With new grip on oil fields, Iraq Kurds unveil plan to ramp up exports

Iraq’s self-ruling Kurds outlined plans on Wednesday to swiftly ramp up oil exports now that their forces have taken control of Iraq’s main northern oilfields, a move that could tear up the settlement holding Iraq together since the fall of Saddam Hussein. Kurdish Natural Resources Minister Ashti Hawrami told Reuters the Kurds had plans to increase their exports eightfold by the end of 2015, including by pumping oil from the fields taken by Kurdish fighters two weeks ago.

We expect to be able to export 1 million bpd by the end of next year, including crude from Kirkuk.

Kurdish Natural Resources Minister Ashti Hawrami, insisting the Kurds would share the proceeds with Baghdad.
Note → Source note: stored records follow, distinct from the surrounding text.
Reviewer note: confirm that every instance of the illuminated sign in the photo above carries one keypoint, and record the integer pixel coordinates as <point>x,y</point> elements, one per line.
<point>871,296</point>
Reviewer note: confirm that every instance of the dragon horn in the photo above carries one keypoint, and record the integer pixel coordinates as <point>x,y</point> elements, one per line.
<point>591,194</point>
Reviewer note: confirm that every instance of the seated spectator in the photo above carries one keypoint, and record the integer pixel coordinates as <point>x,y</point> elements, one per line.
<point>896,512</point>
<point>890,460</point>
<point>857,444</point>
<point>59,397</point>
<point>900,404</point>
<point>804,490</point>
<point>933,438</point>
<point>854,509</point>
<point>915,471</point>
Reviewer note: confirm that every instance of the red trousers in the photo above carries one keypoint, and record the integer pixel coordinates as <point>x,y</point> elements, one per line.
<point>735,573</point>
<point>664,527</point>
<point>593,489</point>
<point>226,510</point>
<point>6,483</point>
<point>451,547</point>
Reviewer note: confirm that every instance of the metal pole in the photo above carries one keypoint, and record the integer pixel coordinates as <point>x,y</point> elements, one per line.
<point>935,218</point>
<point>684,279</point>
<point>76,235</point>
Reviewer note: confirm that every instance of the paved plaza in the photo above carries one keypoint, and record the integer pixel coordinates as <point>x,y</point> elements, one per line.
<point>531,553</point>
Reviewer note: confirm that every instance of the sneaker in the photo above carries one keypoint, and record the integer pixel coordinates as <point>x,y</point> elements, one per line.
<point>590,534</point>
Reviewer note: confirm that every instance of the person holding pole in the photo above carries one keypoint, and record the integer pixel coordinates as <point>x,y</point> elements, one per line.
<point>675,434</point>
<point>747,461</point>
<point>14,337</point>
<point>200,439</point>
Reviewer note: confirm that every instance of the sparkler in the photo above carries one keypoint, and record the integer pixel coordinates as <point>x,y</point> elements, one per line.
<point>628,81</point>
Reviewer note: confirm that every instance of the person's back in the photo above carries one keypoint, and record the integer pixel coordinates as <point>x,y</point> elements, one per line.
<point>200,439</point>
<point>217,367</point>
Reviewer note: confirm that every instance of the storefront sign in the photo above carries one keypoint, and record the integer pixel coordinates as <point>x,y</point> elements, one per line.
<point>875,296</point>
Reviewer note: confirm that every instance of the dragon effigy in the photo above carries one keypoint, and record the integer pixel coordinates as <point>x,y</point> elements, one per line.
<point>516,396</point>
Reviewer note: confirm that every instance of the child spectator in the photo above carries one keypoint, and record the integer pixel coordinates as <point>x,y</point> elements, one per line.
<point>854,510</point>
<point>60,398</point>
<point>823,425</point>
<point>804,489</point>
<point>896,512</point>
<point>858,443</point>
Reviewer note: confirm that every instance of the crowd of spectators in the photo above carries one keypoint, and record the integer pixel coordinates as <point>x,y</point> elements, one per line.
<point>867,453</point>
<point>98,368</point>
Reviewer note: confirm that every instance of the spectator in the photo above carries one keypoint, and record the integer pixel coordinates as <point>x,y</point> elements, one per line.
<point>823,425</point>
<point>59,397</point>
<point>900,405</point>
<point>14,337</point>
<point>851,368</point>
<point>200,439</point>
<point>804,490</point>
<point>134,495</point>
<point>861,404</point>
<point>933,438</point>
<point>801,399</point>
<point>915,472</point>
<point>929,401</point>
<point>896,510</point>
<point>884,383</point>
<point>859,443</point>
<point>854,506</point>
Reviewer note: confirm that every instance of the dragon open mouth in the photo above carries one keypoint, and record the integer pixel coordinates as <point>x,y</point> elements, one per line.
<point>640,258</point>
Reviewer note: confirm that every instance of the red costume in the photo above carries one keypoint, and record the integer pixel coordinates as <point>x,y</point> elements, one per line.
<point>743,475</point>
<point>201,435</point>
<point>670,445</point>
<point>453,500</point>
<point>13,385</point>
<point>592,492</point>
The central government in Iraq firmly opposes Kurdish oil sales, saying they violate the constitution. Increasing exports to such levels would radically alter the balance of power in Iraq, potentially requiring the central government to seek payment from the Kurds for some revenue, rather than the other way around. Two weeks ago Kurdish peshmerga troops took control of Kirkuk - a city Kurds consider their ancestral capital - and outlying rural areas rich in oil, expanding their territory by more than a third. The Kurds say they were filling a security vacuum after Iraqi troops fled from Sunni fighters of the hardline Islamic State in Iraq and the Levant, who seized Mosul, the biggest city in northern Iraq, at the start of a lightning offensive on June 10.

We will not be dictated to by some people in Baghdad who want to centralise power, to bully and intimidate. We need a real federal system based on power sharing and revenue sharing.